For years now, I’ve been having a crisis of faith in interpreted languages. They’re fast and fun to work in at small scale, but when you have a project that gets big, their attractive veneer quickly washes away. A big Ruby or JavaScript (just to name a few) program in production is a never ending game of whack-a-mock – you fix one problem only to find a new one somewhere else. No matter how many tests you write, or how well-disciplined your team, any new development is sure to introduce a stream of bugs that will need to be shored up over the course of months or years.

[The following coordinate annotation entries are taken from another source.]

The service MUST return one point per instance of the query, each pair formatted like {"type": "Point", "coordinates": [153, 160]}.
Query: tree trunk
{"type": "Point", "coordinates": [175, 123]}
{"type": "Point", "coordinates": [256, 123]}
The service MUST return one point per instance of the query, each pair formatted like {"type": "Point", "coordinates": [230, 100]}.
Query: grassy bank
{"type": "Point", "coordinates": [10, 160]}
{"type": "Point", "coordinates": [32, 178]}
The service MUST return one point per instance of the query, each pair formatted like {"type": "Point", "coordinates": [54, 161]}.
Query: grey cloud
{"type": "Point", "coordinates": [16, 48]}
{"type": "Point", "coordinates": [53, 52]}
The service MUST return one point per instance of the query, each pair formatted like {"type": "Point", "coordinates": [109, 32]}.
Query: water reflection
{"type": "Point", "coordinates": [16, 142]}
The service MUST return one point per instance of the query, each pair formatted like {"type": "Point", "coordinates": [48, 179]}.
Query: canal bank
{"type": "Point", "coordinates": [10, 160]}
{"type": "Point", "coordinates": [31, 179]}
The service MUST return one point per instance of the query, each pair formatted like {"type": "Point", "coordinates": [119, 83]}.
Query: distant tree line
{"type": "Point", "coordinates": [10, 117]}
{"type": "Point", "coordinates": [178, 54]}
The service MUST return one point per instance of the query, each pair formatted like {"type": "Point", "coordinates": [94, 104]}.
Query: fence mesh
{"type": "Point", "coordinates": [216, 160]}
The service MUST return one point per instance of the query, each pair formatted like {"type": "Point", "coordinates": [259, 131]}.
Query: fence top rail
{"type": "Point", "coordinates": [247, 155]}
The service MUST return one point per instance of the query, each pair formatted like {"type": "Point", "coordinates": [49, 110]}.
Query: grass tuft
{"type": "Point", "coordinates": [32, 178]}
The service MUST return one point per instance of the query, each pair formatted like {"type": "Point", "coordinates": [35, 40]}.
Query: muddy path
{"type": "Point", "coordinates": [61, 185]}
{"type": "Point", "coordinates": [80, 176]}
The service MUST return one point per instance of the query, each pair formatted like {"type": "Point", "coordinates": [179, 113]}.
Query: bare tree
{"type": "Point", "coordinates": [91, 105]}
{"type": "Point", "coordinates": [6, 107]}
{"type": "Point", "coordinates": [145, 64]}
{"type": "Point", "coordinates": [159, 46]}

Central to the problem are the edges. People will reliably do a good job of building and testing the happy paths, but as humans we’re terrible at considering the edge conditions, and it’s those edges and corners that cause trouble over the years that a program is in service.
Constraints like a compiler and a discerning type system are tools that help us to find and think about those edges. There’s a spectrum of permissiveness across the world of programming languages, and my thesis right now is that more time spent in development satisfying a language’s rules will lead to less time spent fixing problems online.
If it’s possible to build more reliable systems with programming languages with stricter constraints, what about languages with the strongest constraints? I’ve skewed all the way to the far end of the spectrum and have been building a web service in Rust, a language infamous for its uncompromising compiler.
The language is still new and somewhat impractical. It’s been a slog learning its rules around types, ownership, and lifetimes. Despite the difficulty, it’s been an interesting learning experience throughout, and it’s working. I run into fewer forgotten edge conditions and runtime errors are way down. Broad refactoring is no longer terror-inducing.
Here we’ll run through some of the more novel ideas and features of Rust, its core libraries, and various frameworks that make this possible.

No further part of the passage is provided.